La chasse aux phoques communs est interdite dans l'est du Canada depuis le début des années 80. Le Comité sur la situation des espèces en péril au Canada (COSEPAC) a attribué le statut « Données insuffisantes » au phoque commun en raison du manque de données scientifiques sur l'état de sa population.
Les menaces actuelles pour le phoque commun incluent son taux de contamination élevé, les prises accidentelles dans les engins de pêche, le dérangement sur les sites d'échouerie et le braconnage.

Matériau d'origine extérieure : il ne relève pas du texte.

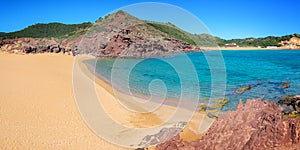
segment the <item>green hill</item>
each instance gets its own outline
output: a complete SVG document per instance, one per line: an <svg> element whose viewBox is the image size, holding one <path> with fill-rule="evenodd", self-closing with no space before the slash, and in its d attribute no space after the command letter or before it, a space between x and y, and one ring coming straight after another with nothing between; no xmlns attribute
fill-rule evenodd
<svg viewBox="0 0 300 150"><path fill-rule="evenodd" d="M38 23L31 25L23 30L10 32L10 33L0 33L0 37L4 39L13 39L21 37L31 37L31 38L64 38L68 35L74 35L78 31L85 31L92 26L92 23L85 22L82 24L62 24L62 23L48 23L42 24Z"/></svg>
<svg viewBox="0 0 300 150"><path fill-rule="evenodd" d="M196 45L195 41L191 38L191 36L188 35L188 33L180 30L176 26L170 25L170 23L163 24L163 23L148 22L146 24L161 32L168 34L173 38L179 39L191 45Z"/></svg>
<svg viewBox="0 0 300 150"><path fill-rule="evenodd" d="M280 46L278 43L284 40L289 40L292 37L300 37L299 34L285 35L285 36L267 36L263 38L245 38L245 39L231 39L224 40L224 43L220 43L220 46L224 46L226 43L236 43L239 46Z"/></svg>
<svg viewBox="0 0 300 150"><path fill-rule="evenodd" d="M110 26L112 29L105 29L110 28ZM163 23L141 20L125 11L118 11L103 18L100 17L88 33L105 32L108 30L109 33L104 35L107 36L111 33L110 30L114 30L113 28L124 27L148 38L175 38L191 45L202 46L202 44L205 44L204 46L217 46L214 36L209 36L209 39L205 39L206 36L191 34L170 22Z"/></svg>
<svg viewBox="0 0 300 150"><path fill-rule="evenodd" d="M5 32L0 32L0 37L4 36L5 34Z"/></svg>

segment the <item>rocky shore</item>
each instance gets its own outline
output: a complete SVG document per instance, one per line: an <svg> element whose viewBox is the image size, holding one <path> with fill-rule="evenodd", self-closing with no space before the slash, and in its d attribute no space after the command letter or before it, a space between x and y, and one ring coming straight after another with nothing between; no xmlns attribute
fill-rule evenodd
<svg viewBox="0 0 300 150"><path fill-rule="evenodd" d="M156 149L298 149L300 119L284 116L275 103L257 100L239 102L235 111L215 121L201 139L185 142L180 136Z"/></svg>
<svg viewBox="0 0 300 150"><path fill-rule="evenodd" d="M90 50L84 47L79 50L79 44L83 36L72 41L56 38L17 38L0 41L0 51L16 54L36 53L67 53L69 55L90 54L96 57L153 57L167 56L174 53L199 51L199 48L182 42L178 39L168 38L165 40L146 37L130 38L124 33L114 35L109 41L105 41L99 47ZM138 40L137 40L138 39ZM94 40L94 39L88 39ZM86 42L91 42L85 39ZM90 44L87 44L90 46Z"/></svg>
<svg viewBox="0 0 300 150"><path fill-rule="evenodd" d="M0 41L0 51L17 54L67 53L73 55L81 36L67 41L56 38L17 38Z"/></svg>

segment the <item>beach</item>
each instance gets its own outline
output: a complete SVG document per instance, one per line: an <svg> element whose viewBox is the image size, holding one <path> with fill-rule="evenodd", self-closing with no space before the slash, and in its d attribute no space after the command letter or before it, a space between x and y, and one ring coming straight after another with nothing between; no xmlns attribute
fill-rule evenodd
<svg viewBox="0 0 300 150"><path fill-rule="evenodd" d="M122 149L80 117L72 65L69 55L0 53L0 149Z"/></svg>
<svg viewBox="0 0 300 150"><path fill-rule="evenodd" d="M99 138L81 118L72 91L73 60L63 54L0 53L1 149L124 149ZM161 123L154 114L138 115L122 109L108 92L110 86L105 82L99 85L97 93L105 96L102 103L117 121L133 127ZM174 110L163 106L157 113L168 117ZM202 117L195 115L181 133L186 141L200 137L190 128Z"/></svg>

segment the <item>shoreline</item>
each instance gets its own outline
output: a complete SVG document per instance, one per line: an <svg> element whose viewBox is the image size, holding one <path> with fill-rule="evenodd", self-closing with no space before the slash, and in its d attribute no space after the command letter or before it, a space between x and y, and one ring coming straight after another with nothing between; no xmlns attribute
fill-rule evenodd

Observation du phoque commun au parc national du Bic
Contrairement à ce que son nom peut laisser penser, le phoque commun est moins abondant que le phoque gris au Québec, à l'exception du parc national du Bic, où sa population est estimée à 450 individus. Il est facilement observable depuis les rives de la mi-juillet à fin septembre pendant sa période de mue. Les trois secteurs préconisés pour l'observation du phoque commun sont la Pointe aux Épinettes, l'Anse aux Bouleaux-Ouest ou le Cap Caribou et face à la ferme Rioux.